Haiqin Yang - ACL Anthology

Haiqin Yang

2026

Sparse Adapter Fusion for Continual Learning in NLP
Min Zeng | Xi Chen | Haiqin Yang | Yike Guo
Proceedings of the 19th Conference of the European Chapter of the Association for Computational Linguistics (Volume 1: Long Papers)

Continual learning in natural language processing plays a crucial role in adapting to evolving data and preventing catastrophic forgetting. Despite significant progress, existing methods still face challenges, such as inefficient parameter reuse across tasks, risking catastrophic forgetting when tasks are dissimilar, and the unnecessary introduction of new parameters for each task, which hampers knowledge sharing among similar tasks. To tackle these issues, we propose a Sparse Adapter Fusion Method (SAFM), which dynamically fuses old and new adapters to address these challenges. SAFM operates in two stages: the decision stage and the tuning stage. In the decision stage, SAFM determines whether to incorporate a new adapter, reuse an existing one, or add an empty adapter. The architecture search procedure, designed to prioritize reusing or adding empty adapters, minimizes parameter consumption and maximizes reuse. In the tuning stage, SAFM especially facilitates a layer-wise loss to encourage differentiation between adapters, effectively capturing knowledge within the same task. Experimental results consistently show that SAFM outperforms state-of-the-art (SOTA) methods, achieving comparable performance while utilizing less than 60% of the parameters.

2025

Intrinsic Test of Unlearning Using Parametric Knowledge Traces
Yihuai Hong | Lei Yu | Haiqin Yang | Shauli Ravfogel | Mor Geva
Proceedings of the 2025 Conference on Empirical Methods in Natural Language Processing

The task of “unlearning” certain concepts in large language models (LLMs) has gained attention for its role in mitigating harmful, private, or incorrect outputs. Current evaluations mostly rely on behavioral tests, without monitoring residual knowledge in model parameters, which can be adversarially exploited to recover erased information. We argue that unlearning should also be assessed internally by tracking changes in the parametric traces of unlearned concepts. To this end, we propose a general evaluation methodology that uses vocabulary projections to inspect concepts encoded in model parameters. We apply this approach to localize “concept vectors” — parameter vectors encoding concrete concepts — and construct ConceptVectors, a benchmark of hundreds of such concepts and their parametric traces in two open-source LLMs. Evaluation on ConceptVectors shows that existing methods minimally alter concept vectors, mostly suppressing them at inference time, while direct ablation of these vectors removes the associated knowledge and reduces adversarial susceptibility. Our findings reveal limitations of behavior-only evaluations and advocate for parameter-based assessments. We release our code and benchmark at https://github.com/yihuaihong/ConceptVectors.

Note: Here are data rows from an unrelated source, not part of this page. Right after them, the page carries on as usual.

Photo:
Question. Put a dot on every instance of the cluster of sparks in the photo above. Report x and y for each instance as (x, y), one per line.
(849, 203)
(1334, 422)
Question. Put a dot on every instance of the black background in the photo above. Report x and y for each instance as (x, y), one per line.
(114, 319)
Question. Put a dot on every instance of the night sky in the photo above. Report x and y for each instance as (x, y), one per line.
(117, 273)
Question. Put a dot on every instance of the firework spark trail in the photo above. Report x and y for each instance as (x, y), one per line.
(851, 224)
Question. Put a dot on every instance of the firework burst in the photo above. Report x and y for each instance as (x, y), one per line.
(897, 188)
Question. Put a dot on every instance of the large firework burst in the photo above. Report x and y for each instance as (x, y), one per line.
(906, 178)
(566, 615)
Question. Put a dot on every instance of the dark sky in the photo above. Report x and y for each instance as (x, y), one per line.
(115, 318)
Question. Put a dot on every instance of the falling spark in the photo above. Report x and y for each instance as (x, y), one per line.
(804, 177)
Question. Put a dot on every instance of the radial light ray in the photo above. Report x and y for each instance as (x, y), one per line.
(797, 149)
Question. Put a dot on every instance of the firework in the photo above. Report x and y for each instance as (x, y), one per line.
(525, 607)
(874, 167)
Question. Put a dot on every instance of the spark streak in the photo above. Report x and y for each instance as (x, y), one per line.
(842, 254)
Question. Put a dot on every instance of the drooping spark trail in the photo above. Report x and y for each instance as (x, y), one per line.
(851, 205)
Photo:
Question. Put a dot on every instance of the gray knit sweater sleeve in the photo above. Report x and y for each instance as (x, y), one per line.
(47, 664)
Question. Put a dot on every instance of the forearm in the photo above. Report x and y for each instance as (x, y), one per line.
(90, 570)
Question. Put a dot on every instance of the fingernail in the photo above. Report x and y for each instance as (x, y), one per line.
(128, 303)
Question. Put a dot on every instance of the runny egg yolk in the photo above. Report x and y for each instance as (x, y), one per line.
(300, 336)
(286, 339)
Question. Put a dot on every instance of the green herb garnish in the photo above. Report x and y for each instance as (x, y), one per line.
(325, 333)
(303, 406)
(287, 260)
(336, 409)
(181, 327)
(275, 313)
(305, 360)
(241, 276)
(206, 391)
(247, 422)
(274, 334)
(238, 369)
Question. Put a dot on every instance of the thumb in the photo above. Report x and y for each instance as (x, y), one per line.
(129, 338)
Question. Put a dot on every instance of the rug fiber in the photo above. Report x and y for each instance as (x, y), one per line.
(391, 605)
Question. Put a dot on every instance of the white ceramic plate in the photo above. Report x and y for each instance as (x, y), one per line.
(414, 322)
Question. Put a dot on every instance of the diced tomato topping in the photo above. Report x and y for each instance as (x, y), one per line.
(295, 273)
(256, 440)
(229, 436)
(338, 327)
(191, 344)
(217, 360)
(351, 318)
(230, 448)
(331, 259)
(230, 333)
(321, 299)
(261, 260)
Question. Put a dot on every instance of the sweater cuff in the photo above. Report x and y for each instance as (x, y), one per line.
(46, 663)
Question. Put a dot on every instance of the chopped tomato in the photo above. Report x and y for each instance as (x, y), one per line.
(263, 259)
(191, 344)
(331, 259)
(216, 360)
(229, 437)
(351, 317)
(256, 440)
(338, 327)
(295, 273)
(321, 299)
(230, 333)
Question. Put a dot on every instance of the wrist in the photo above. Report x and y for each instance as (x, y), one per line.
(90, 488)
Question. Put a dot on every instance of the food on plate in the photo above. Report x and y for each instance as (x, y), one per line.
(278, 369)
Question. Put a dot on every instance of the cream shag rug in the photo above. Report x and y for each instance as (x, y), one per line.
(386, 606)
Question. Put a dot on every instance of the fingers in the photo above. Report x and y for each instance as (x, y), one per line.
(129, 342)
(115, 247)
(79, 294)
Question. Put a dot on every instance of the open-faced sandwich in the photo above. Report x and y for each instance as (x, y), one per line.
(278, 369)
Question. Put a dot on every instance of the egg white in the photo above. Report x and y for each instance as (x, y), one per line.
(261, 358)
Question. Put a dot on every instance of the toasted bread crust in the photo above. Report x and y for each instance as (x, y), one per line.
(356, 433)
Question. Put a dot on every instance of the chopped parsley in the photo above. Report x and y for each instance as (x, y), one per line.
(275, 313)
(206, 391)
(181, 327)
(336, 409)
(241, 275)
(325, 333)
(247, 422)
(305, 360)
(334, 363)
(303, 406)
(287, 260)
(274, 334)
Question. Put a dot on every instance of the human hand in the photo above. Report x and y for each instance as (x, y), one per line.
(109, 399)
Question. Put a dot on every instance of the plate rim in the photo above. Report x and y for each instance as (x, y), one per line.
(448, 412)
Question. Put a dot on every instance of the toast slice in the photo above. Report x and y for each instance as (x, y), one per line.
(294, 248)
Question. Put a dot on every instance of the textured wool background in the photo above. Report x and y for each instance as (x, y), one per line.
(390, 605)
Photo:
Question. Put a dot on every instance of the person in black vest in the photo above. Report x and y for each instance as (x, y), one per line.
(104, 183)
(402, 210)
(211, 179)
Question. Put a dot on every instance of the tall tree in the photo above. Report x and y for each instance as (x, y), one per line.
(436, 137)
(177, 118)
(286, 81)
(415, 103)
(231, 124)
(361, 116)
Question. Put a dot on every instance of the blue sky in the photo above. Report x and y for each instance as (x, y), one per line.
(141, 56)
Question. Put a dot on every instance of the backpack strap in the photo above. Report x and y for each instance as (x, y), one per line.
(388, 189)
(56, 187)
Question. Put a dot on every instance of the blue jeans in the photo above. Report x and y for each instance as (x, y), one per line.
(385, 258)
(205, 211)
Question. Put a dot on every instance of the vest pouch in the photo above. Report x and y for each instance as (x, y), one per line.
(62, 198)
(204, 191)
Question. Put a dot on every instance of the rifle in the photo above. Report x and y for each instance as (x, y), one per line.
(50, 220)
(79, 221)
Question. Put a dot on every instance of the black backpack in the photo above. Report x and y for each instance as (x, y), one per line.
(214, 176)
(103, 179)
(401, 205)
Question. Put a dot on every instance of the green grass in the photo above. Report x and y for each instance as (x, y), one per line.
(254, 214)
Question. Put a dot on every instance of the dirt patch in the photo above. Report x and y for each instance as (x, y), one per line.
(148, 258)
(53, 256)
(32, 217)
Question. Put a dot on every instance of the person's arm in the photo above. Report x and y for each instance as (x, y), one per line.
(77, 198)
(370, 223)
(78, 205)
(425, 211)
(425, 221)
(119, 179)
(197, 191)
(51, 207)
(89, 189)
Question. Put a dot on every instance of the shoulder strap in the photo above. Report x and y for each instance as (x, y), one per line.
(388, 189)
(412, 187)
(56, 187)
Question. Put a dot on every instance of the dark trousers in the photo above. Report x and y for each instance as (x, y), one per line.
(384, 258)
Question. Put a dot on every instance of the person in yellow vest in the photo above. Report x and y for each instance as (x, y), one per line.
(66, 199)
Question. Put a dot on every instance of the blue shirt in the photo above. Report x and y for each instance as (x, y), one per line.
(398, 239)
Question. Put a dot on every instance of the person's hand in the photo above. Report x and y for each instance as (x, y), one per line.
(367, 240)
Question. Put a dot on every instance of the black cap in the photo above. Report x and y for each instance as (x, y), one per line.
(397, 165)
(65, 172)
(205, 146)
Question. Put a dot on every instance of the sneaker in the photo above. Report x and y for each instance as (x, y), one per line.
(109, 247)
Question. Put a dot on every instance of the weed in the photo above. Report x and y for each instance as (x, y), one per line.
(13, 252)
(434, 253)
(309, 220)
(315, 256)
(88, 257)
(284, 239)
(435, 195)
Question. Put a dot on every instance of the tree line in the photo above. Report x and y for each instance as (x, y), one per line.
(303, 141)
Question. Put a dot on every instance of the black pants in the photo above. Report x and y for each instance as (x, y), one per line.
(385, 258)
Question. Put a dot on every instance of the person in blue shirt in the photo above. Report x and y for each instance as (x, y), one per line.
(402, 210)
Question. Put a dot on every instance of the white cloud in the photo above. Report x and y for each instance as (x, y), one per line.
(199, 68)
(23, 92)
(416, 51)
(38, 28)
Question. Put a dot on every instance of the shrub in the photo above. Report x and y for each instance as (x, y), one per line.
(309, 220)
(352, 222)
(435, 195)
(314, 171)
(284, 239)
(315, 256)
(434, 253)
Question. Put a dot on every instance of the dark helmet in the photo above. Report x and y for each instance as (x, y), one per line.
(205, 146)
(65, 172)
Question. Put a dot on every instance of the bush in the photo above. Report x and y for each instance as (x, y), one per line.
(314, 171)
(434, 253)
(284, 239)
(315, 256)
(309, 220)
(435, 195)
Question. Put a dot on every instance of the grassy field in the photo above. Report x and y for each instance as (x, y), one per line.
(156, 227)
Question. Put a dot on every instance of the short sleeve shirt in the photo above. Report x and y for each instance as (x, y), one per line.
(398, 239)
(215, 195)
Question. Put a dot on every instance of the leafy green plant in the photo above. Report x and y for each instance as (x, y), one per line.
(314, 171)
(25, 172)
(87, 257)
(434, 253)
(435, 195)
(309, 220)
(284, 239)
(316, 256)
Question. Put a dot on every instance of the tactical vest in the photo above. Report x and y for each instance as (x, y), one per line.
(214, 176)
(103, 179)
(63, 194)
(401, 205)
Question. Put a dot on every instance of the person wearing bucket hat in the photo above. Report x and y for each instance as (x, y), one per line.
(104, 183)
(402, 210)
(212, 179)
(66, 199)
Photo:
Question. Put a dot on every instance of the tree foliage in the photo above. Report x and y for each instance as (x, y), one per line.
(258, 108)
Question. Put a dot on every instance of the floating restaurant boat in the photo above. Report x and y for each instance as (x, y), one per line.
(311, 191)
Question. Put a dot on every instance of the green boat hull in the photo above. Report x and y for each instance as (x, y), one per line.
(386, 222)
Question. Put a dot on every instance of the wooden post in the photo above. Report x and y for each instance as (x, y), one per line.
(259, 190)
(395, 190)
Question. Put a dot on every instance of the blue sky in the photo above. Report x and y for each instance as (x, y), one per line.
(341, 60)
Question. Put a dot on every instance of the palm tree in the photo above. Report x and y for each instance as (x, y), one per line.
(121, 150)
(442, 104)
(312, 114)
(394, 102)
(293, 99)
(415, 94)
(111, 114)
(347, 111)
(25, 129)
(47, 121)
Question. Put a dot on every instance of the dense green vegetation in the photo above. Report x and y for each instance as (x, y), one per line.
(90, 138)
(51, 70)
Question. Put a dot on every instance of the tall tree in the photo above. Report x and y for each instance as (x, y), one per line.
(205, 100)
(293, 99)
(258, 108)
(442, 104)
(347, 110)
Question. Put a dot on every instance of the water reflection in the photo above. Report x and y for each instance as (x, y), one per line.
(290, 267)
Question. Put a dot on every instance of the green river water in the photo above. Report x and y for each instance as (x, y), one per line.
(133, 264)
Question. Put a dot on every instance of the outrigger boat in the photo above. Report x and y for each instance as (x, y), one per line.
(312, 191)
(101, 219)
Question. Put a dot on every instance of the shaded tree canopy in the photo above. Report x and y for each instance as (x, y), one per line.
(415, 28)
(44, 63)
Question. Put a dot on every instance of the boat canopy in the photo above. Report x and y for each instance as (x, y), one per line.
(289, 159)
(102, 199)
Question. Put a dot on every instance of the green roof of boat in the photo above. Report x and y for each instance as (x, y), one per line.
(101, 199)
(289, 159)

Task-wrapped Continual Learning in Task-Oriented Dialogue Systems
Min Zeng | Haiqin Yang | Xi Chen | Yike Guo
Findings of the Association for Computational Linguistics: NAACL 2025

Continual learning is vital for task-oriented dialogue systems (ToDs), and AdapterCL, equipped with residual adapters, has proven effectiveness in this domain. However, its performance is limited by training separate adapters for each task, preventing global knowledge sharing. To address this, we propose **Task-wrapped Continual Learning (TCL)**, a novel framework that employs **Task-Wrapped Adapters (TWAs)**, to simultaneously learn both global and task-specific information through parameter sharing. TCL leverages task-conditioned hypernetworks to transfer global knowledge across tasks, enabling TWAs to start from more informed initialization, efficiently learning task-specific details while reducing model parameters. Additionally, the simple, linear structure of both hypernetworks and TWAs ensure stable training, with task-free inference supported through effective loss utilization. Across 37 ToD domains, TCL consistently outperforms AdapterCL, significantly reducing forgetting. Remarkably, by setting the task embedding dimension to 1, TCL achieves a 4.76% improvement over AdapterCL while using only 46% of the parameters. These findings position TWA as a lightweight, powerful alternative to traditional adapters, offering a promising solution for continual learning in ToDs. The code is availableat https://github.com/cloversjtu/TCL.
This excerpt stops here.